While here, he will elevate John Howell, 52, to the diaconate. Howell started attending the Flint Church of the East in 2003 and has been a sub-deacon in the church since November 2005.

The patriarch was elected to his post in 1976 by Assyrian bishops gathered in London after the death of his predecessor the year before. Then the bishop of Iran, the new patriarch reached out to Assyrians living in Iraq, Iran, Syria and Lebanon before the patriarchal headquarters were moved to Chicago in 1980.

The patriarch, 71, was born in the village of Darbandokeh, Iraq. He was ordained to the priesthood in 1957 and assigned to Tehran, Iran, where he was ordained a bishop in 1968.

In September 2006, he visited northern Iraq to urge the governor of the Kurdish region to open a Christian school in Arbil.

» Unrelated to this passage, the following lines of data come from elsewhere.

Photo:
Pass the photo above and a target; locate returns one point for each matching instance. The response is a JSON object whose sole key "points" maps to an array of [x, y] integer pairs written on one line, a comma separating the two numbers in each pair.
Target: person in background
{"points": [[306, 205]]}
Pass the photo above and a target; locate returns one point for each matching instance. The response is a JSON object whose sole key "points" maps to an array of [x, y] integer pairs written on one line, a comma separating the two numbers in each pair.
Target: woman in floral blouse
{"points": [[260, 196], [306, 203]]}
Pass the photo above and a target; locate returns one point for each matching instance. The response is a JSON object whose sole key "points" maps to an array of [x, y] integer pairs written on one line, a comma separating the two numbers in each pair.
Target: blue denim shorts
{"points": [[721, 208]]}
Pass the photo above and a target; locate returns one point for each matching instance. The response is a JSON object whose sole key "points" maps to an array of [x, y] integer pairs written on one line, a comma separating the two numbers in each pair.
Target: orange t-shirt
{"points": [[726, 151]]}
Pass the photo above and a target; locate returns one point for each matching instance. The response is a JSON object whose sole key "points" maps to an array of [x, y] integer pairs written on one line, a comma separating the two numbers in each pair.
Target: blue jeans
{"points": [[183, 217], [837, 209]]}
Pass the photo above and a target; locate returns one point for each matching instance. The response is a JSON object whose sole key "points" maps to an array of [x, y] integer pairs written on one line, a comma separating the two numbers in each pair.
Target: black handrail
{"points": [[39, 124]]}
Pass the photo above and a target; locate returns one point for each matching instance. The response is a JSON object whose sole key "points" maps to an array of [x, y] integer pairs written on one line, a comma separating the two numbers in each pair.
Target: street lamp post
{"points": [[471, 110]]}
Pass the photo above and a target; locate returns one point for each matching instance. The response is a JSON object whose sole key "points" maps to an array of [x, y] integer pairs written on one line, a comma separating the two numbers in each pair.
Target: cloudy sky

Assyrian churches can be found in major cities in North America with about 300,000 followers, according to the Web site Assyrianchurchnews.com. Assyrians also have settled in Europe and other parts of Asia, with a great majority living some place other than their ancestral homeland of Mesopotamia in modern-day Iraq.

Despite centuries of persecution and forced migration, the Church of the East still preserves its ancient history and heritage, which stretches back to early Christianity.